The simplest cross chek we use, is to look around and see how others are doing. If most people have an energy drop in the afternoon, it must be normal, if most people use supplementary fuels, it must be normal. But by using this approach, we can all incrementally keep dropping our vitality and increasing our suppliments.


What is societies current sense of normal achieving in terms of vitality and well-being?


Since 1980, there has been a fourfold increase in the number of people with diabetes[1]. In fact lifestyle diseases are now the number one cause of death globally[2]. When the number one cause of death gloabbly are preventable lifestyle choices, surely the question needs to be asked, how has this become normal?


It seems that we are becoming so good at ‘coping’ that we are masking a broader decline in our well-being.


Maybe we need to reset the benchmark for vitality?

  • Is it possible to consider getting everything done in a day/week and not rely on caffeine, alcohol or refined sugars etc.? Is it possible to get to the end of the day/week and not want to hide away in a book, screen, bottle of wine or sporting contest?

  • Is there a normal level of vitality that we had as children but have long forgotten?

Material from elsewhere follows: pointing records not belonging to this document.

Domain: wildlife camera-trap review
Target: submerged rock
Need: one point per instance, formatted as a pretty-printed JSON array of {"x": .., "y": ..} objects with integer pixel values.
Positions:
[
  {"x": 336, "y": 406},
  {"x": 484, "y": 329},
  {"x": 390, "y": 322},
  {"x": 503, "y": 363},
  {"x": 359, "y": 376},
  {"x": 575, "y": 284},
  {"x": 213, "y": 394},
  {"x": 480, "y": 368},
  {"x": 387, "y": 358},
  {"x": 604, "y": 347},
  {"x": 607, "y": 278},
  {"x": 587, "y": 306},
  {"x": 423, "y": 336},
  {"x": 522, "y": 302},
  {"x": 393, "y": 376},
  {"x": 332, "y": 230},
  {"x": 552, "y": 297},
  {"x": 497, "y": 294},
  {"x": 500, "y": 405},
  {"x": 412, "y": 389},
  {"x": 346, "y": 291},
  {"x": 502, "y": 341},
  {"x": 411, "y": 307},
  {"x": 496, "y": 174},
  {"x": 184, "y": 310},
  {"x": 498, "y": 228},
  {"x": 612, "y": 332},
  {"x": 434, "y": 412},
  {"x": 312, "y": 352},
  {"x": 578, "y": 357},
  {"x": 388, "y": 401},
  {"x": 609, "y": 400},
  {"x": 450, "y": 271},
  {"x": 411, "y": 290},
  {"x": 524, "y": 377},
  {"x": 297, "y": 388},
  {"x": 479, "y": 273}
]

This is not about suggesting a life of abstinence, but rather an honesty about why and how we choose to do what we do. Because without this honesty we progressively and ever so incrementally spiral down into 'new normals' without really clocking the overall change. We can then find ourselves justifying, defending or being critical of any suggestion that life was anything but normal.


In recent years, there has been a wonderful mental health campaign called R U Ok day, where people are encouraged to show they care enough to ask people they know if they are okay.


So for this month, take a moment and ask yourself,

  • Is your current vitality ‘normal’ or something you have gotten used to?

  • Are you ‘solutions’ and something makes you feel better or do they contribute to a self sustianing vitality?

​If you feel better ask yourself “better compared to what?”